Carpets and Textiles
Panel With Birds, Human Faces, And Hares
Fatimid, 11th century CE
Materials and technique
Linen, dyed with indigo and embroidered with silk, and silk wrapped in gold thread
43 x 62 cm
This silk-embroidered textile fragment blurs the typical stylistic, chronological, and geographical boundaries in the study of Islamic art. The ground fabric, woven in an indigo-dyed linen, is embroidered in silk and gold thread (wrapped around a silk core) with decorative elements comprised of confronting pairs of birds flanking a human face, small running hares, and ornamental rosettes.
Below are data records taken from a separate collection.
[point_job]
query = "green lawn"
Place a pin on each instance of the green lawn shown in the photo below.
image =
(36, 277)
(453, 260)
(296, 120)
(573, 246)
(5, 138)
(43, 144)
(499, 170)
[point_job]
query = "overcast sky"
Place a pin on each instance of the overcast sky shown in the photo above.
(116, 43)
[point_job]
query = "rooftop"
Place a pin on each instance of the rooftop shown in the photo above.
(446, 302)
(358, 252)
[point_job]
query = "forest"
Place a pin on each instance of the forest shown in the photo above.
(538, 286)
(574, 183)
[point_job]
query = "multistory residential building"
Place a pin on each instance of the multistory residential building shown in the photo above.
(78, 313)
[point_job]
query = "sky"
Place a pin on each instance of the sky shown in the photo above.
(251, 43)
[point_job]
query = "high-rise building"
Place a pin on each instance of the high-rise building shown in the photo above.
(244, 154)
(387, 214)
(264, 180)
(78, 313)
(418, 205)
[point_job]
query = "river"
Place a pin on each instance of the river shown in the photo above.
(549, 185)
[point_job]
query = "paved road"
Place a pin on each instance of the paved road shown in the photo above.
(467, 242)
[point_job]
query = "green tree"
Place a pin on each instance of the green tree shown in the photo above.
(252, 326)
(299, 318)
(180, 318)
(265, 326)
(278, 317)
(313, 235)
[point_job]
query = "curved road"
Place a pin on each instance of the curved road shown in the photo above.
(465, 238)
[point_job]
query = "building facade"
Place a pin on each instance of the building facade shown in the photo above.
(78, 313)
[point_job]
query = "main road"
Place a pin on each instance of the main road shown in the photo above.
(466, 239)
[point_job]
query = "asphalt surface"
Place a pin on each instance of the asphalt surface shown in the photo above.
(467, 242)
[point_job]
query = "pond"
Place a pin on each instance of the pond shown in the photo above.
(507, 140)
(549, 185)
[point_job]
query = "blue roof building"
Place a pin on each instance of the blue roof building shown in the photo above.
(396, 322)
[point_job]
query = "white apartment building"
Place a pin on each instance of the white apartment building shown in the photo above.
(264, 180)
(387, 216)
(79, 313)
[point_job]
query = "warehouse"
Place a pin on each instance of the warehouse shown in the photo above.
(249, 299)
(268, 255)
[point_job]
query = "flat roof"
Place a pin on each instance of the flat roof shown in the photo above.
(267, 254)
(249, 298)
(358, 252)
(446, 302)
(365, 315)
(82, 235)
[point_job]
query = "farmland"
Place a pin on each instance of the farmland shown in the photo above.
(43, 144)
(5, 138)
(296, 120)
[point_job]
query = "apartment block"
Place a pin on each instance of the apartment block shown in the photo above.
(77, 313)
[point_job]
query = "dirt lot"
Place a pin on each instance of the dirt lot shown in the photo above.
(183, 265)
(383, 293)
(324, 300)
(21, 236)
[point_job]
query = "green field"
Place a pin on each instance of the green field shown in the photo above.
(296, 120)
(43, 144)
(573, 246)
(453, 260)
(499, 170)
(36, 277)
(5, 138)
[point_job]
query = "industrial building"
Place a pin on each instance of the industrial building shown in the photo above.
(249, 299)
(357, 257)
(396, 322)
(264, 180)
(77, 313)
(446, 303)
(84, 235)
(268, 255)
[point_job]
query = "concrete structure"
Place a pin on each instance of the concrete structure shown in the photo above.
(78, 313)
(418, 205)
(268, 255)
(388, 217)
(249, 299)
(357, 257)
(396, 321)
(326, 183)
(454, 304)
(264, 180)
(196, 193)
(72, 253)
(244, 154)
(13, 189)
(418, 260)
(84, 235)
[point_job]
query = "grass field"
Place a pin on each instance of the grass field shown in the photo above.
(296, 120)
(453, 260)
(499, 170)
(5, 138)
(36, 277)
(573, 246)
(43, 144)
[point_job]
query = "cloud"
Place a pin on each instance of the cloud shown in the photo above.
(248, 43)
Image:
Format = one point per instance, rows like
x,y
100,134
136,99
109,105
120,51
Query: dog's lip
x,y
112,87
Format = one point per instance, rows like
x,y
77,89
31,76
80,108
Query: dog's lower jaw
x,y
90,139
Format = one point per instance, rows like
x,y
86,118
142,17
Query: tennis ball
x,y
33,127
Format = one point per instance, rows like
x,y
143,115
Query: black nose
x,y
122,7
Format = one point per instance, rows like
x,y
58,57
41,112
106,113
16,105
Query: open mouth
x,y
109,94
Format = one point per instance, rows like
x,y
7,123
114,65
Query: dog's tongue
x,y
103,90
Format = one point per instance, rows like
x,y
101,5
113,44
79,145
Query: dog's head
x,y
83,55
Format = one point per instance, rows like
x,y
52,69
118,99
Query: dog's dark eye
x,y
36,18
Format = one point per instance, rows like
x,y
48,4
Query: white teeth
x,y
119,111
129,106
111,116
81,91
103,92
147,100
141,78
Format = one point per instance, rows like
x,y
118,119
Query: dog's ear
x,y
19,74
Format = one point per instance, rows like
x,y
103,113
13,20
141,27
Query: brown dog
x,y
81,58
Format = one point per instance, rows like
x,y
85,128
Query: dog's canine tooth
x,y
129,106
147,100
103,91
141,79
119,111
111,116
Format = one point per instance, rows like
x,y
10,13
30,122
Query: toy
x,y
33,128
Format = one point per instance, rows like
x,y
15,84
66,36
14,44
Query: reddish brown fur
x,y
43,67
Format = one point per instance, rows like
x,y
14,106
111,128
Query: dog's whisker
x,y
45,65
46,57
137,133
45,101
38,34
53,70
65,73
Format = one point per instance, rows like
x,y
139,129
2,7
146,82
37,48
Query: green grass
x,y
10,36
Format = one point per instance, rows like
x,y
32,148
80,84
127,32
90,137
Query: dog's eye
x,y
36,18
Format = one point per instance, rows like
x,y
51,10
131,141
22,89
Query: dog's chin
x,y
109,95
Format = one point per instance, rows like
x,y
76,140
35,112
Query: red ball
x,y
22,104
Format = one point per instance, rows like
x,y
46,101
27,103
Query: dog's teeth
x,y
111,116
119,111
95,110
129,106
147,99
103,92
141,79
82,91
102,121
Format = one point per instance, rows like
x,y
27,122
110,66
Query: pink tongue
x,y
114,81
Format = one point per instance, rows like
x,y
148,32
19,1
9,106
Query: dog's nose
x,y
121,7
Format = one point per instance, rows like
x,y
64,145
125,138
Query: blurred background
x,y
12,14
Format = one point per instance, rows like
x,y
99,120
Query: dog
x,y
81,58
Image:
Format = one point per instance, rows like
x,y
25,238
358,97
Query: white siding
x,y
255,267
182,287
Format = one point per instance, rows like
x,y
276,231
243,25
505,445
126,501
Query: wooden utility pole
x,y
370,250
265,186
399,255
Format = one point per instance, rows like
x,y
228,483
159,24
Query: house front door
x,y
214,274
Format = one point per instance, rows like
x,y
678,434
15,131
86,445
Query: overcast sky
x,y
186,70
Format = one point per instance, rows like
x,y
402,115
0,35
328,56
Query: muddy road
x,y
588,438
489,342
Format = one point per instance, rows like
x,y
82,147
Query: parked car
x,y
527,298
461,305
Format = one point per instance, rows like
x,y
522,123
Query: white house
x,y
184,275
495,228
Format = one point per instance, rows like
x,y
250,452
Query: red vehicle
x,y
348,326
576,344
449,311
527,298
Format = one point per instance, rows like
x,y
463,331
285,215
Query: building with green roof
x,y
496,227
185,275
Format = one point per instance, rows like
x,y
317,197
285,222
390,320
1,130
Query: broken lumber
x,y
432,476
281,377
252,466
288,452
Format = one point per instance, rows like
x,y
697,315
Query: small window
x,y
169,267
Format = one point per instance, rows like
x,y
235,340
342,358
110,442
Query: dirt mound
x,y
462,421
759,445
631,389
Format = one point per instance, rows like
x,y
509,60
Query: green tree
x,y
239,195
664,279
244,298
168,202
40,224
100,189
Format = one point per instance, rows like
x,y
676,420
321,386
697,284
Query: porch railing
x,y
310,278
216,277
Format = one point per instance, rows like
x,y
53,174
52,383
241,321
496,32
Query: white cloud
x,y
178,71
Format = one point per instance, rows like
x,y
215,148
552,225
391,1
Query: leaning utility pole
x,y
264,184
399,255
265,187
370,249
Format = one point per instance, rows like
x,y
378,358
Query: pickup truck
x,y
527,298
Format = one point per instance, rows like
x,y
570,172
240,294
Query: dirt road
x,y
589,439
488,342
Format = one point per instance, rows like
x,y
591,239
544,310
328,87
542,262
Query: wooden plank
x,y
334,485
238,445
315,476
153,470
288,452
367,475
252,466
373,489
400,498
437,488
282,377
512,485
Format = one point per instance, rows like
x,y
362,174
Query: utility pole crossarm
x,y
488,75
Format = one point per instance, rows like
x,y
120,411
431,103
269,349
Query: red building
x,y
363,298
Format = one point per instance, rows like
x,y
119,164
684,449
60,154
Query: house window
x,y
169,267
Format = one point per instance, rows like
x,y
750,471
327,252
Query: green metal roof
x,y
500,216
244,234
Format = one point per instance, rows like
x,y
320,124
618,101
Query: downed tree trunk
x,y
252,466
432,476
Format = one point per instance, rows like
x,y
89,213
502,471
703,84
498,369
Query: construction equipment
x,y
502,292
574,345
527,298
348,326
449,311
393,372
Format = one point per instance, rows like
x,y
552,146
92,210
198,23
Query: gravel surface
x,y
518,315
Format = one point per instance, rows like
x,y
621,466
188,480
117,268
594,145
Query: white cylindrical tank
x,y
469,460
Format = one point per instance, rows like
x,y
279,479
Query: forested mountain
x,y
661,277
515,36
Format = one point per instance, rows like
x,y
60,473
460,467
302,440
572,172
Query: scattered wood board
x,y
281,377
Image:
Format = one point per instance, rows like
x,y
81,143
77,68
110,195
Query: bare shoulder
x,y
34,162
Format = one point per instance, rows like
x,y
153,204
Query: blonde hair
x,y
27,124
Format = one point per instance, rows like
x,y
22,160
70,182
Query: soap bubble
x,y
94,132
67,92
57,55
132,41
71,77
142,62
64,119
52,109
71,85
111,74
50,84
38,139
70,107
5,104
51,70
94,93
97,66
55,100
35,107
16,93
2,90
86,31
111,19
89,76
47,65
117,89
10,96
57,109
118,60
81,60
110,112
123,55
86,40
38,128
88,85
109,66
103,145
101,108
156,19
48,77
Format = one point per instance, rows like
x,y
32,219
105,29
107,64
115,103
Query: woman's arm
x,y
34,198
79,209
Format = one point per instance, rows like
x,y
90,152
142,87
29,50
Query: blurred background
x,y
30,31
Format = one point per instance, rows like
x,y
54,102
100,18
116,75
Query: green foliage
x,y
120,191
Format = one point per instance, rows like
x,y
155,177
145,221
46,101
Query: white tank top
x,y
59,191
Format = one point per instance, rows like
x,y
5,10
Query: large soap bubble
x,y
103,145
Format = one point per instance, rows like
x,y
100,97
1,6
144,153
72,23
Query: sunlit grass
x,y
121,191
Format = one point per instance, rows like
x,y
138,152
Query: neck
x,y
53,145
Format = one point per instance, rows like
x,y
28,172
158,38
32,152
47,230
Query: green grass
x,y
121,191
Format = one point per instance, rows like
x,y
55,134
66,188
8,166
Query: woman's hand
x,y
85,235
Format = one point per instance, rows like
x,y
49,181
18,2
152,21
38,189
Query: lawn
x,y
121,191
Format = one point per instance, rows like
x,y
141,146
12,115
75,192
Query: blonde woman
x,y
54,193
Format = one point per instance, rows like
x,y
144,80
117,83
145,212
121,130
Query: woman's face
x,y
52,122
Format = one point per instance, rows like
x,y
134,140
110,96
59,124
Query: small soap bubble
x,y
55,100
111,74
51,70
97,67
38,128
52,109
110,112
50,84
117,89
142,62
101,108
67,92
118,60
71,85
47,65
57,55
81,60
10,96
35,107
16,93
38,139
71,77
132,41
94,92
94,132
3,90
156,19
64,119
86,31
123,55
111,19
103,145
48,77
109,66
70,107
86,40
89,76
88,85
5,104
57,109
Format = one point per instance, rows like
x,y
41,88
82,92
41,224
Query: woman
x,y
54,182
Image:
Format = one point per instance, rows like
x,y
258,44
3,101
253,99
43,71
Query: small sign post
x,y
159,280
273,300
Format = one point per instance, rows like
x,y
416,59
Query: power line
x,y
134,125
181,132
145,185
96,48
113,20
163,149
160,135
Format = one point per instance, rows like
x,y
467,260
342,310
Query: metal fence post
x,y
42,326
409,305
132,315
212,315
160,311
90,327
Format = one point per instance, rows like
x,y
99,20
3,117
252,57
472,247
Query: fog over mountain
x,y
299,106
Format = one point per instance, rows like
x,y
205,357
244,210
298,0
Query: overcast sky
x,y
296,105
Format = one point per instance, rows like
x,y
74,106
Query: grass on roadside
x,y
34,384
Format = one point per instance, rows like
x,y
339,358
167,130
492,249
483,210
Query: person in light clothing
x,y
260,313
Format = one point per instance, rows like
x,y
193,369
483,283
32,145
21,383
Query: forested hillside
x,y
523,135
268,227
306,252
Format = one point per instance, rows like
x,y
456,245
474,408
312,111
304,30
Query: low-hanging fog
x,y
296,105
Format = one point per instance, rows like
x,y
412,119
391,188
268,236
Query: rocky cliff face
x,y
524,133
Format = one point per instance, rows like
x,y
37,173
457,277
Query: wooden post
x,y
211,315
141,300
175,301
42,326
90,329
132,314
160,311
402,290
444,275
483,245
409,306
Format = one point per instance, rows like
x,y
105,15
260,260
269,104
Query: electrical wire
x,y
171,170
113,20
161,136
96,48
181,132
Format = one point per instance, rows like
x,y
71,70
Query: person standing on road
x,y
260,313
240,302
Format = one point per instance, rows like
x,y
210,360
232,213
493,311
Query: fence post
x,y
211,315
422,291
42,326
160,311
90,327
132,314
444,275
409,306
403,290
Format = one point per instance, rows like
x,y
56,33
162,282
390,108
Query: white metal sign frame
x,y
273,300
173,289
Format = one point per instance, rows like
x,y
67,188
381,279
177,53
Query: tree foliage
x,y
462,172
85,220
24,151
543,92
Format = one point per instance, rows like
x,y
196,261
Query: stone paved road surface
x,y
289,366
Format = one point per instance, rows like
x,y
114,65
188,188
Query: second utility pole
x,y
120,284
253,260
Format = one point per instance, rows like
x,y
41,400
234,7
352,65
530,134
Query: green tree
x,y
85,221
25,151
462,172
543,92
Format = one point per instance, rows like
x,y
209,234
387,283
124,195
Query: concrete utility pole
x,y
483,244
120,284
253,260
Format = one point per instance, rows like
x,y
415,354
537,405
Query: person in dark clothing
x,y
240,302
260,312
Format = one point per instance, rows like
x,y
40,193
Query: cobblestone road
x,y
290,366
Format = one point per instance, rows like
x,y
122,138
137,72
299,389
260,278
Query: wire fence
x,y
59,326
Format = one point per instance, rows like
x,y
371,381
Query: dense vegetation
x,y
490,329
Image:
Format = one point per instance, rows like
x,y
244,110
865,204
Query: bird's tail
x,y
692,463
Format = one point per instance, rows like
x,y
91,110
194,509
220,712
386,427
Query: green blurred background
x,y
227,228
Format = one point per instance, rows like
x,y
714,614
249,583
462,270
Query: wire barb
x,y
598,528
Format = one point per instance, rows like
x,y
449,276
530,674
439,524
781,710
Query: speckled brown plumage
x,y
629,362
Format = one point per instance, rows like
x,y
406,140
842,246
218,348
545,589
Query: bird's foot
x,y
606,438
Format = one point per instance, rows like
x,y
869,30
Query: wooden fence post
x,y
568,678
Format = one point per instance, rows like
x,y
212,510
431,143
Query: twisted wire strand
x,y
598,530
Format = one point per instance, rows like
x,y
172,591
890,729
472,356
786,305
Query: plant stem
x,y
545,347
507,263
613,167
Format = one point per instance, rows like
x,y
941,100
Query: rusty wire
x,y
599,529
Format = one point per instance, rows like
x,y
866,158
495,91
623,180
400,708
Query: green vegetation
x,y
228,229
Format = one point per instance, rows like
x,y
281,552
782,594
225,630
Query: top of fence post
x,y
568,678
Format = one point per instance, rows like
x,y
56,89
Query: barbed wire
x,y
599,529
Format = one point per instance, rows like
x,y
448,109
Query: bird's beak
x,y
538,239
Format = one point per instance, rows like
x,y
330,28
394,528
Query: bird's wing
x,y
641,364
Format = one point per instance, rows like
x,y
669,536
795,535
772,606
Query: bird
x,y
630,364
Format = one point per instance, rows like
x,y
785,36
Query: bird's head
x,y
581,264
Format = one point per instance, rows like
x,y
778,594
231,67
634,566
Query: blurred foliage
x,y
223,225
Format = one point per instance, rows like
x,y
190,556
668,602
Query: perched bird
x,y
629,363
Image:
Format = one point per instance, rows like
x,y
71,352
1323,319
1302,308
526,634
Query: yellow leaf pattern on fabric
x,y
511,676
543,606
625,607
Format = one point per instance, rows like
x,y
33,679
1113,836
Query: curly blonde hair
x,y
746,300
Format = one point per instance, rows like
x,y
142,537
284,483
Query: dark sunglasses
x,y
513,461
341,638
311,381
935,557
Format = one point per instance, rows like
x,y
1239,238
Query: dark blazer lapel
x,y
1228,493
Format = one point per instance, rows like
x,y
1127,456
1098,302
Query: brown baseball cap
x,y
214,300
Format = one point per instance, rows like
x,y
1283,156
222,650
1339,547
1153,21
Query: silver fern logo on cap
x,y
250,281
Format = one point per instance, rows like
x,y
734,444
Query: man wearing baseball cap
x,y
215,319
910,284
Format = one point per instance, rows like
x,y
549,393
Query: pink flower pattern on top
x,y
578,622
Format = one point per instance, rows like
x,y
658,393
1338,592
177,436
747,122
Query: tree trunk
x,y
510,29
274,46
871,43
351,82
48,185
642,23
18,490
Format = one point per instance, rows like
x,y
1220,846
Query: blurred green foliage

The use of silk thread wrapped in gold recalls the luxurious nasij (an abbreviated form of the Arabic nasij al-dhahab al-harir, “cloth of gold and silk”), from the Arabic textiles woven in Iran and Central Asia before and during the mediaeval period, after the Mongol invasions. It is possible that the practice of weaving in silk and gold might be related to the cross-cultural exchanges resulting from trade (and sometimes war) between Egypt, the Near East, and Central Asia during this time. The appearance of animals on a mediaeval Egyptian textile is also not uncommon; confronting and addorsed animal pairs, in particular, have a rich history in the Ancient Near East. The inclusion of a human face without a body, however, is unusual. On a technical level, given the linen ground of the fabric and even its figural decoration, this skilfully woven panel relates to Fatimid and Coptic textiles produced in Egypt during the tenth and eleventh centuries.